The report connects this outlook to a planned strategy of “narrative filtering.” In June 2023, Jodie Evans of Code Pink updated the DSA on her “China Is Not Our Enemy” campaign, advising members to “stay out of the weeds” and focus on simpler topics, such as poverty reduction. The “weeds,” of course, involve issues like Xinjiang, Hong Kong, and the One China policy—all subjects that complicate a clear anti-imperialist story. Meeting notes show members agreeing to avoid these matters, with some dismissing reports of Uyghur oppression as a U.S. media “propaganda campaign.” The group also discussed building connections with pro-CCP media outlets such as the Shanghai-based China Academy and Wave Media, suggesting ideological sympathy and a desire for promotion.

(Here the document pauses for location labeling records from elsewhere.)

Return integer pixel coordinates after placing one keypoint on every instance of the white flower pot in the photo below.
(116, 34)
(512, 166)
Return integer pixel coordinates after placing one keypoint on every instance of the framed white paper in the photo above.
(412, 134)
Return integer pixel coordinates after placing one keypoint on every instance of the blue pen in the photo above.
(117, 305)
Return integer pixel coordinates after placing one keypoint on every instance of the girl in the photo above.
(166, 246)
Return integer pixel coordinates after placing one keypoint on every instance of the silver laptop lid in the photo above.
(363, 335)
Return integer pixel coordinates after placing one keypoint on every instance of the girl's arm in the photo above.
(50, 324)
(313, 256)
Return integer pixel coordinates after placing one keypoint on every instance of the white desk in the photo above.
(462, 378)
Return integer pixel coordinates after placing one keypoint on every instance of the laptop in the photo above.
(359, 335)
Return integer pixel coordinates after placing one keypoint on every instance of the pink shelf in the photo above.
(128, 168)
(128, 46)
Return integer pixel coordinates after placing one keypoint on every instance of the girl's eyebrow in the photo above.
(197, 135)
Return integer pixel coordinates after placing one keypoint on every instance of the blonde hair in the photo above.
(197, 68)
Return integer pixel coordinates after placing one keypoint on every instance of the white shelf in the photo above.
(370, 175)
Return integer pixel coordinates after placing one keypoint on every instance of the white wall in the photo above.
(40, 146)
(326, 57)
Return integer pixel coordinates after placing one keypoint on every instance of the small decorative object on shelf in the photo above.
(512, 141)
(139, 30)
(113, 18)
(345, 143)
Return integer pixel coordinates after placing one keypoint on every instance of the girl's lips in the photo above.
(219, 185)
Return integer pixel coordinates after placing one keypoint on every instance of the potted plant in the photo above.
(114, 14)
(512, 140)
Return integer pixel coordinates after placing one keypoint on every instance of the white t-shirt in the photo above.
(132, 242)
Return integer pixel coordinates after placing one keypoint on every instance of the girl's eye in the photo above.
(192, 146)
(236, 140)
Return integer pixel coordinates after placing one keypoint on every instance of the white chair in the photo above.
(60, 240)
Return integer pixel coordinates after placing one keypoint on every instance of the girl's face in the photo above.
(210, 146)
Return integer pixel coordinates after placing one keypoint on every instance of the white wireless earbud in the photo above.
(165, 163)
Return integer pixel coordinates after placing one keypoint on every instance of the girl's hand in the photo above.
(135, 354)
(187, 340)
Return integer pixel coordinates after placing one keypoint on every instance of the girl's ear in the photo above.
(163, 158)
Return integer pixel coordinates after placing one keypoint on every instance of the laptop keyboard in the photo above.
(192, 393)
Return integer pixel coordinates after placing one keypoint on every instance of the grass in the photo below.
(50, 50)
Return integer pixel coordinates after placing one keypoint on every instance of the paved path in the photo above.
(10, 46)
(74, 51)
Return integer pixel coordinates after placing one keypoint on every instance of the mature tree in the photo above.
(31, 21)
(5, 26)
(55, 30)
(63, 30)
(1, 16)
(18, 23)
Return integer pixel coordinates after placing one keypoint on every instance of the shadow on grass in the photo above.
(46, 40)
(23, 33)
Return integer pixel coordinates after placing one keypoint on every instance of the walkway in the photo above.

Direct interaction with Chinese officials was not hypothetical. During the 2025 Guizhou trip, DSA members were hosted by the Communist Party School, with the agenda set by the provincial foreign affairs department. Officials urged the group to create “official exchanges,” a term in CCP parlance that typically signals a desire for lasting influence channels. Photos show DSA members participating in seminars on programs such as “Social Pairing,” which critics say serve as tools of surveillance and social control. The images capture DSA members with a slightly confused look, as though they stumbled into an ideological training session without fully realizing it.

Not everyone within the DSA was comfortable with this direction. One member voiced disagreement: “Saying we can’t talk about their rights until we defeat American imperialism doesn’t work for me.” The reaction was swift; the dissenting member was labeled “unkind” and pressured to apologize. The whistleblower who shared documents with “Newsweek” described a “sustained pattern of ideological alignment” that conflicted with the organization’s stated commitment to democracy and transparency. The culture depicted in the report resembles a smaller version of the dynamics the group claims to oppose: consensus achieved through moral pressure, with dissent framed as betrayal.

Poster for a DSA pro-China event.
Poster for a DSA pro-China event.

The report cautiously notes that Mamdani did not personally attend the relevant DSA meetings. The investigation does not accuse him of any wrongdoing; instead, it raises a more nuanced question about the extent of China’s influence on him and his team through their core political network and allies.

The Chinese Embassy in Washington dismissed the concerns, calling the interactions “local exchanges and cooperation” that strengthen bilateral ties. This familiar framing presents influence operations as cultural diplomacy and ideological grooming as friendship.

What the “Newsweek” report ultimately uncovers is not a traditional scandal but a pattern—a willingness among certain groups on the American left to view China not as a complex authoritarian power but as a convenient reflection of their own narratives about U.S. influence. In this reflection, uncomfortable truths fade away, replaced by slogans about development and anti-imperialism. The issue is that mirrors, unlike windows, do not show the world as it truly is; they show only the viewer.

In this case, the viewer is not just a political group but, at least indirectly, a key elected official who come to power with its backing. The oath on the Quran may have made headlines, but the more significant question is not what book Mamdani swore on. It is what stories, alliances, and blind spots shape the political movements that shaped his rise to office.